Pensioenfonds SNS Reaal has increased its allocation to green bonds within its corporate bond portfolio from 20% to 100%. The move, a first for a Dutch pension scheme, fits its new ambition to become a frontrunner in sustainable investment.
At the start of 2023, the €3.1bn pension fund of Volksbank and insurance firm Athora fully converted its €300m corporate bond portfolio into a green bond mandate. The fund already invested partly in green corporate bonds, but had instructed its fiduciary manager Goldman Sachs Asset Management (GSAM) last year to convert the existing mandate to green bonds only.
The new mandate is also managed by GSAM, which runs a large green bond fund. The new mandate bears “many similarities” to GSAM’s existing fund, according to Benno Honsdrecht, a trustee at Pensioenfonds SNS Reaal. The new mandate also allows investments in corporate social bonds, although the availability of such bonds is still limited. With the exception of a few banks, no European company has yet issued social bonds, GSAM portfolio manager Bram Bos told IPE earlier this year.
Pensioenfonds SNS Reaal expects that the greenification of its corporate bond portfolio will not affect future returns. Honsdrecht says: “Investors are no longer willing to pay a premium for green bonds, so the ‘greenium’ has all but disappeared. As a result, green bond yields are now just as high as those on regular bonds.”
The move towards green bonds fits with the pension scheme’s newly formulated ambition to be a “frontrunner” in sustainable investing, according to Honsdrecht and investment officer Haitse Hoos.
“We don’t want to be middle of the road when it comes to sustainable investing. We don’t want to be a follower but a trendsetter,” he said.
Last year, the SNS Reaal fund decided to exclude fossil fuel companies in emerging markets. It also started using a climate transition benchmark for its equity investments.
The fund saw these steps rewarded last year as it finally received a higher position in the coveted ranking for sustainable investing of VBDO, the Dutch association for sustainable investing. The fund is now the best-performing small pension fund in the Netherlands, according to VBDO. In the most recent overall ranking of 2022, which includes the 50 largest pension funds, it is in ninth place.
Pensioenfonds SNS Reaal also has a minimum allocation of 20% green bonds in its government bond portfolio. The fund has not considered increasing this share, according to Hoos.
“To be able to invest only in green government bonds would be too restrictive,” he said. “Green government bonds only form a small part of total debt issuance.”
Pensioenfonds SNS Reaal only invests in ‘higher-rated European government bonds’, from the Netherlands, Germany and France, among others.

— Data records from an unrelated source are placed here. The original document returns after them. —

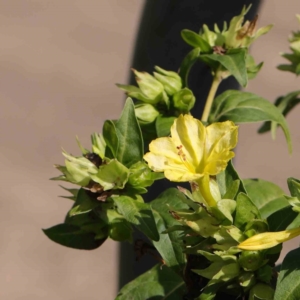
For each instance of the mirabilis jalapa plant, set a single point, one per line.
(221, 237)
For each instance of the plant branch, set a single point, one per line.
(211, 96)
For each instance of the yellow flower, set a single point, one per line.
(193, 150)
(268, 240)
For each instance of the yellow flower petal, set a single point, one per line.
(190, 133)
(268, 240)
(220, 139)
(193, 150)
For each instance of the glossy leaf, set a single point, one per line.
(230, 183)
(139, 214)
(168, 246)
(285, 104)
(267, 196)
(246, 211)
(234, 61)
(288, 283)
(186, 66)
(163, 125)
(130, 148)
(73, 236)
(244, 107)
(158, 283)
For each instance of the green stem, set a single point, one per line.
(211, 96)
(204, 188)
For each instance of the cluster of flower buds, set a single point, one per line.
(238, 34)
(160, 93)
(218, 240)
(294, 57)
(99, 174)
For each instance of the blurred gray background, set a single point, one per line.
(59, 62)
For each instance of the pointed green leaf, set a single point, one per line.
(281, 219)
(233, 61)
(244, 107)
(267, 196)
(230, 183)
(158, 283)
(130, 148)
(186, 66)
(168, 246)
(111, 139)
(138, 214)
(73, 237)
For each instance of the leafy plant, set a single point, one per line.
(223, 235)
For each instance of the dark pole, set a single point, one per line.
(159, 43)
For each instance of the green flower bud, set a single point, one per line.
(184, 100)
(247, 280)
(78, 170)
(149, 86)
(141, 177)
(111, 175)
(242, 35)
(146, 113)
(251, 260)
(98, 144)
(170, 80)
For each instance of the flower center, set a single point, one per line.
(183, 159)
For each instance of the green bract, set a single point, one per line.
(220, 235)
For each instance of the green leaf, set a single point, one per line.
(195, 40)
(138, 214)
(246, 211)
(234, 61)
(73, 237)
(244, 107)
(158, 283)
(288, 283)
(294, 187)
(230, 183)
(111, 139)
(281, 219)
(163, 125)
(285, 104)
(131, 146)
(186, 66)
(267, 196)
(168, 246)
(83, 204)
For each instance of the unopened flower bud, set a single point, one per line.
(146, 113)
(149, 86)
(184, 100)
(170, 80)
(140, 175)
(78, 170)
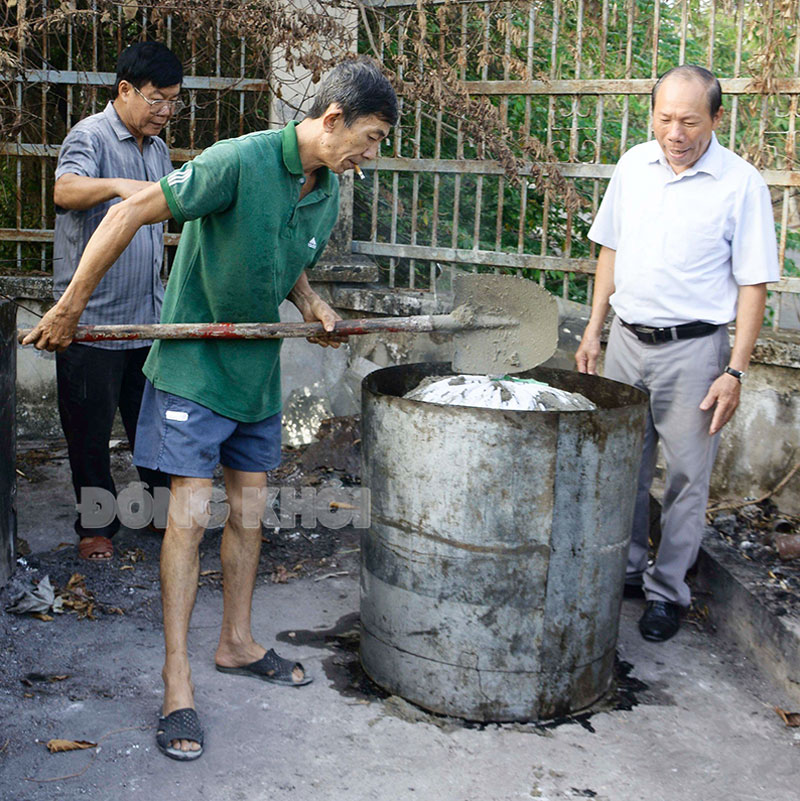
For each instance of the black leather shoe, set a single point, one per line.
(660, 621)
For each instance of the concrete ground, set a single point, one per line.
(692, 720)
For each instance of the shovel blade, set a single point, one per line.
(530, 337)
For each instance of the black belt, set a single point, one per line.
(653, 336)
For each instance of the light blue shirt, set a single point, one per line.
(131, 292)
(685, 242)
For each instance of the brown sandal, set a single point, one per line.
(95, 549)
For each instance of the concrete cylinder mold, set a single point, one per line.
(492, 573)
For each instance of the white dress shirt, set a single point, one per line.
(685, 243)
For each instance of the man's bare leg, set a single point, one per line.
(239, 553)
(180, 568)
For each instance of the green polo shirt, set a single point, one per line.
(247, 238)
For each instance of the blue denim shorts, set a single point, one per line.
(183, 438)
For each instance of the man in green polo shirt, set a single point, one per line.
(258, 211)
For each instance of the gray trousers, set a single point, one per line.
(676, 376)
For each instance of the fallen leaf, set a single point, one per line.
(58, 746)
(133, 555)
(791, 719)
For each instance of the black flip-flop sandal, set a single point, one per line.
(272, 668)
(182, 724)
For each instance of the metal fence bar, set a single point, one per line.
(623, 137)
(523, 198)
(737, 68)
(398, 145)
(459, 137)
(684, 26)
(71, 78)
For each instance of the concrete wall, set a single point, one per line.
(762, 442)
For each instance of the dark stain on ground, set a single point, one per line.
(343, 668)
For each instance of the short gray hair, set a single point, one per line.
(706, 77)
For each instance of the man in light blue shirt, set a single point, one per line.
(687, 245)
(106, 158)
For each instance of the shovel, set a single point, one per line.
(500, 324)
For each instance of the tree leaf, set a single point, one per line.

The fund will soon also switch its high-yield bond portfolio to 100% green bonds. “Our investments will be converted by next autumn from a standard high-yield bond fund to a new fund to be set up by the same manager Robeco,” said Honsdrecht. This fund will be classified as ‘Article 9’ under the European sustainability regulation SFDR and will invest only in green bonds, he added.
Finally, the pension fund has also reviewed its country policy this year, prompted in part by the war in Ukraine. The number of excluded countries has increased from nine to 36 because a minimum score of 20 on the Freedom in the World Index (0-100) of research institute Freedom House has been set as an additional inclusion criterion. The newly excluded countries include China, Vietnam and Egypt.
To implement the new policy, the fund had to look for another manager for its emerging market government bond portfolio. “Our manager did not have a specific country policy. Now we invest via a Neuberger Berman fund that exactly follows our country policy,” Honsdrecht said.
The fund’s new country policy currently only relates to government bonds. Other Dutch pension funds that recently reviewed their country policies, such as Pensioenfonds PostNL and Pensioenfonds Rabobank, also exclude companies majority-owned by the governments of the countries in question. Pensioenfonds SNS Reaal will follow their example, but is still figuring out how to exactly implement this intention.
“Including SOEs in our country policy is still under construction. We’ve still got to decide where to draw the line. Is a firm an SOE once the government has a stake of 25%, or only once its stake has passed the 50% threshold? We still need to decide on this,” Hoos added.